Optical communication networks have increasingly been seen as the solution to many bandwidth problems that occur fairly frequently on other networks. Optical communication networks use optical fibers, which are typically less susceptible to external noise than other media and are typically cheaper to make than copper wire. Furthermore, optical fibers provide greater bandwidth than copper wires, which results in higher data rates. Typically, data streams that are transferred through a communications system can be divided from each other according to several different protocols. In optics, the data streams are often separated by wavelength. Protocols that separate data based on wavelength are generally referred to as wavelength division multiplexing (WDM) protocols.

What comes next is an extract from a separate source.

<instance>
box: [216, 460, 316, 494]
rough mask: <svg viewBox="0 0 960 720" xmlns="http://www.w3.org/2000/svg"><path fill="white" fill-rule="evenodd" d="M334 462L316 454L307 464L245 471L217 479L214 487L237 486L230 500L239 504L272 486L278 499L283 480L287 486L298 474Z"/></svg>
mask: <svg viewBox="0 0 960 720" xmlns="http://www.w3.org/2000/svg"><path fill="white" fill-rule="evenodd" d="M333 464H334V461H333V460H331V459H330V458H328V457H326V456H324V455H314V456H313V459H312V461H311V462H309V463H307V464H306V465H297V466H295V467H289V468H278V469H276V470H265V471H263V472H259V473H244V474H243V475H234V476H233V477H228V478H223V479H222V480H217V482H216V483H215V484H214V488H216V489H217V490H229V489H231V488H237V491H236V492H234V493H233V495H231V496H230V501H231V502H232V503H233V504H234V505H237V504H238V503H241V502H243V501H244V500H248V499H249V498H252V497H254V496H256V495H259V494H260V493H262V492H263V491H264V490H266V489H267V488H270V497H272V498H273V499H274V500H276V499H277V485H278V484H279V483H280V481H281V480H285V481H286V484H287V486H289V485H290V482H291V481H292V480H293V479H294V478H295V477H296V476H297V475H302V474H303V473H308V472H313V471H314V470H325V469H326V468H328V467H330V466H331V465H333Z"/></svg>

WDM in fiber optics is typically either dense wavelength division multiplexing (DWDM), or coarse wavelength division multiplexing (CWDM). CWDM has only recently been standardized by the International Telecommunications Union Standards Committee (ITU-T) as the G.694.2 CWDM channel grid. The deployment capability of CWDM systems is enhanced by the introduction of zero water-peak fibers (ZWPFs) (ITU-T G.652.C) such as the AllWave® fiber, a zero water peak fiber available from OFS Fitel of Norcross, Ga. ZWPFs remove most of the hydroxyl (OH) ions that remain in manufactured optical fiber. Hydroxyl ions are removed because of the fact that these hydroxyl ions resonate in several different modes. More particularly, the resonation of the hydroxyl ions causes an attenuation peak at about 1400 nm in the optical spectrum. Consequently, ZWPFs offer up to 33% more CWDM capacity than standard single mode fiber (SSMF).

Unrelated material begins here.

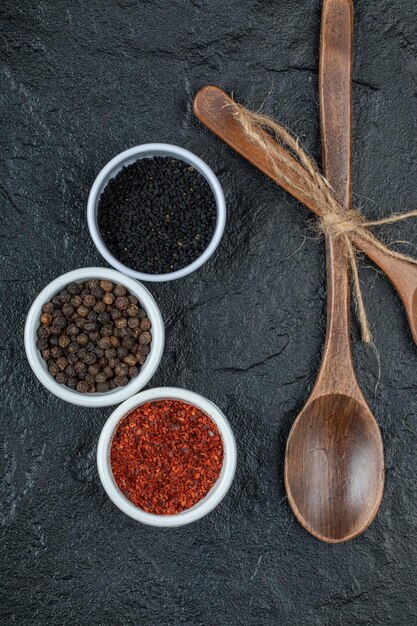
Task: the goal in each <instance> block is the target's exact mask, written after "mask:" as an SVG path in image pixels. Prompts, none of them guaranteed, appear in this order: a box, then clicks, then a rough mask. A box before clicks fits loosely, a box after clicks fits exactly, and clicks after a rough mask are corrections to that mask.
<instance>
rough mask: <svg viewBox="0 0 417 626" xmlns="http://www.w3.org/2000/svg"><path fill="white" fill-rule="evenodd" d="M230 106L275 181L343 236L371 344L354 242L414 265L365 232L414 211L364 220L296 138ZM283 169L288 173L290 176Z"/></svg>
mask: <svg viewBox="0 0 417 626" xmlns="http://www.w3.org/2000/svg"><path fill="white" fill-rule="evenodd" d="M233 106H234V107H235V117H236V119H237V121H238V122H239V123H240V124H241V126H242V128H243V130H244V132H245V134H246V135H247V137H248V139H249V140H250V141H251V142H252V143H254V144H255V145H256V146H257V147H258V148H261V149H262V150H263V151H264V153H265V155H266V157H267V158H268V160H269V161H270V163H271V164H272V167H273V170H274V174H275V179H276V181H277V183H278V184H279V185H282V186H283V187H286V188H290V189H291V188H292V189H294V190H296V191H298V192H299V193H300V196H301V197H304V198H306V200H307V201H309V203H310V205H311V206H314V207H316V209H317V213H319V215H320V219H319V222H318V227H319V229H320V230H321V231H322V232H323V233H324V234H325V235H327V236H329V237H334V238H337V239H343V241H344V242H345V244H346V251H347V255H348V258H349V264H350V269H351V273H352V278H353V284H354V289H355V294H356V302H357V308H358V315H359V320H360V324H361V328H362V340H363V341H364V342H365V343H371V341H372V336H371V333H370V330H369V324H368V319H367V315H366V311H365V306H364V303H363V297H362V290H361V286H360V281H359V274H358V267H357V259H356V256H357V253H356V248H355V245H354V241H355V239H357V238H358V237H361V238H363V239H366V240H368V241H369V242H370V243H372V244H373V245H374V246H376V247H377V248H379V249H380V250H382V251H383V252H384V253H385V254H387V255H389V256H391V257H394V258H397V259H402V260H405V261H407V262H409V263H414V264H417V261H416V259H413V258H412V257H410V256H407V255H405V254H401V253H400V252H396V251H395V250H392V249H391V248H389V247H388V246H386V245H385V244H383V243H382V242H381V241H380V240H379V239H378V237H376V236H375V235H374V234H373V233H371V232H370V231H369V228H370V227H372V226H381V225H383V224H394V223H396V222H399V221H401V220H405V219H409V218H410V217H417V210H414V211H409V212H407V213H401V214H396V215H390V216H389V217H385V218H382V219H380V220H373V221H371V220H366V219H365V217H364V216H363V215H362V214H361V213H360V211H358V210H357V209H356V208H353V207H348V208H346V207H343V206H342V205H341V204H340V203H339V202H338V200H337V198H336V195H335V193H334V191H333V189H332V188H331V186H330V184H329V182H328V181H327V180H326V178H325V177H324V176H323V175H322V174H321V172H320V170H319V168H318V166H317V163H316V162H315V161H314V160H313V159H312V158H311V157H310V156H309V155H308V154H307V152H306V151H305V150H304V149H303V147H302V146H301V144H300V142H299V140H298V139H297V138H296V137H294V136H293V135H292V134H291V133H290V132H289V131H287V130H286V129H285V128H284V127H283V126H280V125H279V124H277V123H276V122H274V121H273V120H271V119H270V118H269V117H267V116H266V115H261V114H260V113H253V112H252V111H249V110H248V109H245V108H244V107H242V106H241V105H239V104H237V103H235V102H234V103H233ZM264 129H266V130H268V131H271V132H272V133H273V135H274V138H275V140H276V143H275V142H274V141H271V137H270V136H268V135H266V134H265V132H264ZM300 166H301V167H300ZM287 172H289V173H290V174H291V178H290V177H289V175H288V174H287Z"/></svg>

CWDM systems operate as passive systems, with wide divisions between the wavelength channels used to transmit data. Thus, CWDM typically uses the entire available optical spectrum to transmit 16 channels of network traffic. These wavelengths range from about 1310 nm to about 1610 nm, with channels spaced 20 nm from each other. This wide channel spacing allows for less precision with respect to the lasers used for transmitting signals and less precision in the filtering devices used to filter adjacent channels.
In contrast, DWDM systems are active systems, typically transmitting on a variable number of channels with 1.6 nm, 0.8 nm or 0.4 nm spacing, depending upon the implementation. The narrow channel spacing requires very precise filters with high selectivity. Such highly selective filters increase the expense of the system. Moreover, the narrow channel spacing requires high precision, cooled lasers which exhibit low wavelength drift and dispersion characteristics, thereby also increasing the expense of the system. However, because of the active nature of the system, a signal may be transmitted farther along the fiber, thereby increasing the circumference of networks having a hubbed-ring configuration.
It would be desirable to increase the coverage area of CWDM systems to compete with DWDM systems, particularly in cost sensitive environments. Consequently, a need exists for a system and method that address these and/or other shortcomings of existing CWDM systems.